Sunday, February 28, 2021

Add Puntland to the list

Authorities in Puntland, a region in Somalia, have come under fire for prosecuting freelance journalist Kilwe Adan Farah in military court. Excerpt from this Horn Observer account:

During the Saturday’s court hearing, Kilwe was brought at the First Instance Court of the Armed Forces where a military prosecutor put forward five charges: Instigation of delinquency; Instigation of Disobey to the Laws; Publication or Circulation of False, Exaggerated or Tendencious News Capable of Disturbing Public Order; Offence against the Authorities by Means of Damaging Posters; and Bringing the Nation or the State into Contempt.
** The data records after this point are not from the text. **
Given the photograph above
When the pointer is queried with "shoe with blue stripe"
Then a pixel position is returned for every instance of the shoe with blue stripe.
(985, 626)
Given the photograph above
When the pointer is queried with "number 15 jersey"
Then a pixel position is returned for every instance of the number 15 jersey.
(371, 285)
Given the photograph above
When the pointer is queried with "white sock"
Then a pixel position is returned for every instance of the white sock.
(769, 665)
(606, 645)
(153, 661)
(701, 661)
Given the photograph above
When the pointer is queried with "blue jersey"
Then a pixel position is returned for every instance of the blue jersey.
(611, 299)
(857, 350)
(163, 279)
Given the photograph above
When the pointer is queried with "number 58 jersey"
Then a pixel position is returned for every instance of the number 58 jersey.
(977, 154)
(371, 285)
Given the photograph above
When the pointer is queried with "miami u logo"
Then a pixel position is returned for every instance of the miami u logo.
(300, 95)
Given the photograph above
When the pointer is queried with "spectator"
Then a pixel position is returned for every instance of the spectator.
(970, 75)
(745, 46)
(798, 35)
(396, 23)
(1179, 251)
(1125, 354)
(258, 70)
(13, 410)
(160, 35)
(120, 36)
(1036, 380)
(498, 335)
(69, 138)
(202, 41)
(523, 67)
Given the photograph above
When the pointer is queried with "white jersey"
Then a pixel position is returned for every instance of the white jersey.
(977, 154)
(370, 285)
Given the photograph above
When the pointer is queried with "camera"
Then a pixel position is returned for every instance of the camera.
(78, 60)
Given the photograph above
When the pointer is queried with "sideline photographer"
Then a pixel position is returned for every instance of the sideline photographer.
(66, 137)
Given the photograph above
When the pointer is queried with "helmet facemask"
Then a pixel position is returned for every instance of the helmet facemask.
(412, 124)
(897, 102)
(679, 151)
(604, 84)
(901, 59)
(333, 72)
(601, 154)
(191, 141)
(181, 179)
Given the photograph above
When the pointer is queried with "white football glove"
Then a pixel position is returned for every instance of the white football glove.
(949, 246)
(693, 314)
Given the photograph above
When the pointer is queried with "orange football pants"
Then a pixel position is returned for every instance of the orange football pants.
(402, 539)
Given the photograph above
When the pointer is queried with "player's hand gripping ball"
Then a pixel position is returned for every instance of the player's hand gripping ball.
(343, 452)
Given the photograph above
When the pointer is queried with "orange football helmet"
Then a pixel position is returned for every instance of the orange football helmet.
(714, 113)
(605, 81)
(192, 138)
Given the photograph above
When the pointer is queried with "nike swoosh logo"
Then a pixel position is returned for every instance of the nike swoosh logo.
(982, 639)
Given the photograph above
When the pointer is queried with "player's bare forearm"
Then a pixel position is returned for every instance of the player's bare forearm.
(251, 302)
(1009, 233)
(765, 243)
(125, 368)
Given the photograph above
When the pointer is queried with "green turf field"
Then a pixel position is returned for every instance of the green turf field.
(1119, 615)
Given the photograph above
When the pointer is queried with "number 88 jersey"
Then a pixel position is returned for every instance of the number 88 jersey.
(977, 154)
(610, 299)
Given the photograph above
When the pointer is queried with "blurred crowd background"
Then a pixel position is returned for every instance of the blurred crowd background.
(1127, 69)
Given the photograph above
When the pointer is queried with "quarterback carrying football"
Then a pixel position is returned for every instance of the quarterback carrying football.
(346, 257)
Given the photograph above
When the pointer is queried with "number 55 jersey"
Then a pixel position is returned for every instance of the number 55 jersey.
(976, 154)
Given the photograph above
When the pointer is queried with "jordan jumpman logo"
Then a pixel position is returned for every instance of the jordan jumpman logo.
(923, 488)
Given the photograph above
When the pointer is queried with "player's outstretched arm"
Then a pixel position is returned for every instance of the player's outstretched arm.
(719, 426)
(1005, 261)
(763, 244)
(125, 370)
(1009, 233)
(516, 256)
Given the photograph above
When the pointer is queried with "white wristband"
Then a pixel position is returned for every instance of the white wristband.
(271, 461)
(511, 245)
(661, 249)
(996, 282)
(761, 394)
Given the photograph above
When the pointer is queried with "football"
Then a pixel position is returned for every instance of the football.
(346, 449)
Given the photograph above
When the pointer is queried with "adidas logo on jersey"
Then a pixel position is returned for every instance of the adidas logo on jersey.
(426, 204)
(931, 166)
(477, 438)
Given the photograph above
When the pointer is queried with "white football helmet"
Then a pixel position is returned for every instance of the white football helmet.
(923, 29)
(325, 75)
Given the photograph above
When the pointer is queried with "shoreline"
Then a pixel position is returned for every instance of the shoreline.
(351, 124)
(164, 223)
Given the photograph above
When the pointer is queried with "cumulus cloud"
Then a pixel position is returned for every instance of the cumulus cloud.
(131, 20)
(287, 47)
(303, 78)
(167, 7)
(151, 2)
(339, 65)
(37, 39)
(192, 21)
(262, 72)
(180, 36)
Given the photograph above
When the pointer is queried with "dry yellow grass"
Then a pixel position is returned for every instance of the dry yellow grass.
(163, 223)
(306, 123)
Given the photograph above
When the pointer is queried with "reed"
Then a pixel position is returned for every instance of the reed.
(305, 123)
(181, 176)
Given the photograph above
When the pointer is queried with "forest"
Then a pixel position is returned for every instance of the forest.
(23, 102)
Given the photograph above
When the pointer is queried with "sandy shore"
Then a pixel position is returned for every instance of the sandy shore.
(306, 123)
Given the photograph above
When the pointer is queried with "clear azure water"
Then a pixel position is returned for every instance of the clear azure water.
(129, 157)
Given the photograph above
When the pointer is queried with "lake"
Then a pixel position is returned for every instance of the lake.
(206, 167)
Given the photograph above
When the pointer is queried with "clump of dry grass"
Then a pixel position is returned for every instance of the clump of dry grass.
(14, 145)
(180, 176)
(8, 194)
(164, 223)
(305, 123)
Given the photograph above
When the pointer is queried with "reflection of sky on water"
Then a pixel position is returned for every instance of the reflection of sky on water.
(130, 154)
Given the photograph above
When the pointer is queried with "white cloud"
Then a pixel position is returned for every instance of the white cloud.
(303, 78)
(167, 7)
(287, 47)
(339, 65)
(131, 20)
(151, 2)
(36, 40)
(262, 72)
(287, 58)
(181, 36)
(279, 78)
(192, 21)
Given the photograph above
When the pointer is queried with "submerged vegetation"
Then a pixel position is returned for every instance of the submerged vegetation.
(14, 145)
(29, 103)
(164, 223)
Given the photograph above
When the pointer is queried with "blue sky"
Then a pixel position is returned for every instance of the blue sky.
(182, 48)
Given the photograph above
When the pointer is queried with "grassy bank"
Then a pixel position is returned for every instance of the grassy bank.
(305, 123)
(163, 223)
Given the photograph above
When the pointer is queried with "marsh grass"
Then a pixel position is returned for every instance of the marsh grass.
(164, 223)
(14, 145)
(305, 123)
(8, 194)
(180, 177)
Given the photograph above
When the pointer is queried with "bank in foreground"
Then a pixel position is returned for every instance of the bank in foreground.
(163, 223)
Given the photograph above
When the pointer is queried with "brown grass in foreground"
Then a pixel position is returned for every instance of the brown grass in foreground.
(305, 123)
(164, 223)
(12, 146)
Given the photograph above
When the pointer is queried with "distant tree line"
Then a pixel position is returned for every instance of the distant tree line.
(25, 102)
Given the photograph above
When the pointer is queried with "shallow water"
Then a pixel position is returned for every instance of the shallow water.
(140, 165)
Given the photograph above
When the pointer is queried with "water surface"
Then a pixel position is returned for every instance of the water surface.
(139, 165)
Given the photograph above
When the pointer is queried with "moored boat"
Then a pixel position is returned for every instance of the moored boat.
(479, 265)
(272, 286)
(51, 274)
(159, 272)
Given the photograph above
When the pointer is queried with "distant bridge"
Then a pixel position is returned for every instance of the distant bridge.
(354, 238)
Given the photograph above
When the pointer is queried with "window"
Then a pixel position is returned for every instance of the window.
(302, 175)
The prosecutor asked the Military Court to sentence Kilwe with 10 years imprisonment.

However, the defense lawyer Mustafe Mohamed Jama, who is representing Kilwe on behalf of [the Somali Journalists Syndicate], challenged the military prosecutor’s charges and questioned the military court’s jurisdiction over the journalist’s case. The lawyer also insisted that his client is a professional journalist and that journalism was not a crime under the Somali laws and therefore there was no a case to be heard at the Court.

The report adds:

A London based international barrister, Michael Polak who is helping with the Kilwe case stated "moving from a charge of attempted murder, which has been abandoned, to offences clearly aimed at preventing journalistic activity and pursuing Kilwe through the Military Court when he is a civilian shows that these proceedings are a farce. The President of Puntland and the Military Court Judge must step forward to end this embarrassing affair.”

The Principles and Guidelines on the Right to a Fair Trial and Legal Assistance in Africa, 2003, promulgated by the African Commission on Human and Peoples' Rights provide:


a) The only purpose of Military Courts shall be to determine offences of a purely military nature committed by military personnel.

b) While exercising this function, Military Courts are required to respect fair trial standards enunciated in the African Charter and in these guidelines.

c) Military courts should not in any circumstances whatsoever have jurisdiction over civilians. Similarly, Special Tribunals should not try offences which fall within the jurisdiction of regular courts. [Emphasis added.]

Despite this, a number of African countries persist in trying civilians in military courts.